Granted, sellouts are the norm for this race, which for years has been NASCAR's toughest ticket. Still, it's noteworthy that even in these tough economic times 160,000 people continue to flock to the northeast corner of Tennessee, to a town where the closest city of note is Knoxville, 113 miles away.
4. Who's going to take a hit?
This will be a central theme for the next three races as the race to the Chase heats up.
Just 166 points separate Juan Pablo Montoya in seventh from Kyle Busch in 15th, meaning nine drivers are fighting for six spots.
For just about everyone in the hunt, Bristol is feast or famine. Leading the feast side is Busch, who has two wins and four top fives in nine starts at Bristol. On the famine side, Brian Vickers has yet to finish in the top 10 there in 10 career starts.

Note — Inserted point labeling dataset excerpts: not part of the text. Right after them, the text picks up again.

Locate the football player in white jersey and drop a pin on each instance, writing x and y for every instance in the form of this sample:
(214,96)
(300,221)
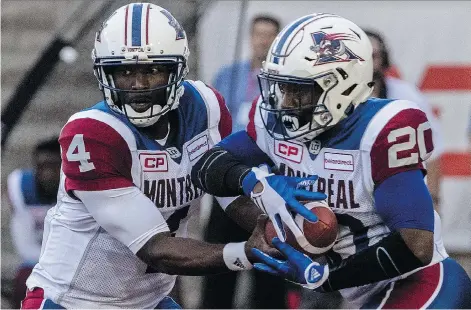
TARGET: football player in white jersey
(314,118)
(116,238)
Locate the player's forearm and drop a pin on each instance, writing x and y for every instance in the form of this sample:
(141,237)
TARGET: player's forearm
(389,258)
(219,173)
(183,256)
(244,212)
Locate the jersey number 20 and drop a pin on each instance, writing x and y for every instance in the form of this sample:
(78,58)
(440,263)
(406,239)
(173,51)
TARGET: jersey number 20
(77,152)
(415,137)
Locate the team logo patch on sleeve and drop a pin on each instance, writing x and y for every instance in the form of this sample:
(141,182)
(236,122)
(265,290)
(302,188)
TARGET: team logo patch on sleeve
(198,147)
(338,161)
(154,162)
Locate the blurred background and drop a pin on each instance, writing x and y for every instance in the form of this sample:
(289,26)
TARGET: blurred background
(46,76)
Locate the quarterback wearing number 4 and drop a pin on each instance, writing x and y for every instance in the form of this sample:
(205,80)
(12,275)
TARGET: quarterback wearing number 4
(314,118)
(116,238)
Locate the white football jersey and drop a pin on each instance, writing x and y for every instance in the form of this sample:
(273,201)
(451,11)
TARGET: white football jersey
(380,138)
(81,264)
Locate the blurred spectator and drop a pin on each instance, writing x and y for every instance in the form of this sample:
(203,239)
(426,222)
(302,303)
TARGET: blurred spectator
(388,85)
(238,84)
(31,193)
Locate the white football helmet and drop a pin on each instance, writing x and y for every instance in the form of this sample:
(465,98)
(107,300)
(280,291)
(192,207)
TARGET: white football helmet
(141,34)
(318,70)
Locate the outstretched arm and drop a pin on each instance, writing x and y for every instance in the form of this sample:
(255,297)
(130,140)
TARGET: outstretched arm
(229,169)
(130,217)
(410,246)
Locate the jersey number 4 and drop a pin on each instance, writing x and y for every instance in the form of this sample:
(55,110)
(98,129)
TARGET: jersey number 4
(414,137)
(77,152)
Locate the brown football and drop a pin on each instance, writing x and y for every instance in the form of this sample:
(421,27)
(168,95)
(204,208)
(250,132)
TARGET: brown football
(320,235)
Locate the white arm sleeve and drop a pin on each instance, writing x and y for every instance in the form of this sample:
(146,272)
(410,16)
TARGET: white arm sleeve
(126,214)
(23,236)
(22,225)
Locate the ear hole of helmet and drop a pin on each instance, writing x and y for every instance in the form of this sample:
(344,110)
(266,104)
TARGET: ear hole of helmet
(349,90)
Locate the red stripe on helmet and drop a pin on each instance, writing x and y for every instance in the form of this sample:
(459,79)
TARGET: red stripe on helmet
(126,26)
(147,24)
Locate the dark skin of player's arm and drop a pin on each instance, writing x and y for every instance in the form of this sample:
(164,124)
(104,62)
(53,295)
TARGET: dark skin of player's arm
(420,242)
(184,256)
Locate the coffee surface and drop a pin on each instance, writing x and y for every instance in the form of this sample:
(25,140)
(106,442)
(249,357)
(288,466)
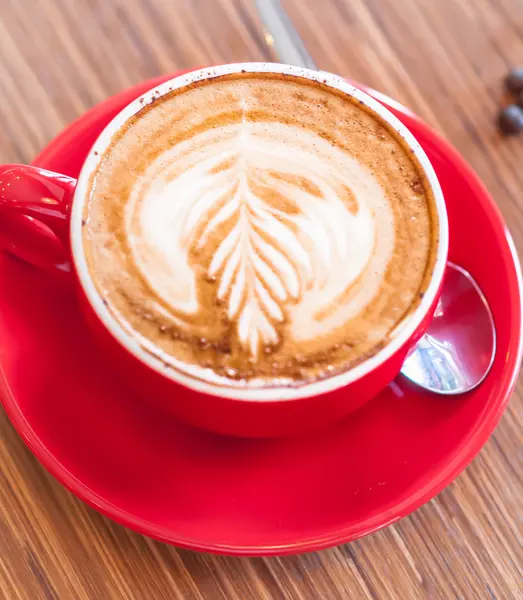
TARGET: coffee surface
(259,230)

"None of [the three remaining races] are any more important than the others, but we obviously know that Bristol can be one of the race tracks where it can catch up some cars and chain-reaction accidents," explained Greg Biffle, who goes into Saturday's race 10th in the standings, but with only a 42-point lead over Vickers in 13th.
Biffle admitted that his team has altered its in-race strategy to keep pace with those around him in the standings.
"We've started thinking at Watkins Glen and Michigan about staying on the same pit sequence or cycle as those guys, and just beat them on performance, or out-race them, because if they can pull some strategy and sort of leapfrog you, that could hurt you," he explained. "But, if you're on the same strategy, you're either going to be bad together or be good together, so sometimes that's come into our thought process."
5. Will Bristol be Bristol?
Fenders and drivers using them is what made this the must-see race of the season. While fans did boo Dale Earnhardt back in 1999 after he infamously punted Terry Labonte out of the way en route to victory lane, they still cheered the action.
But the action at Bristol hasn't been as fierce since the track was repaved two years ago. The new surface has created more room to race, which means less bumping and banging.
"It’s allowed you to race instead of having to knock somebody," explained Mark Martin. "It’s brought honor and respect back into the game where it was difficult to live by those principles at the latter part of the last few years before it was redone."
For this reason, drivers love it. And for the same reason, fans don't.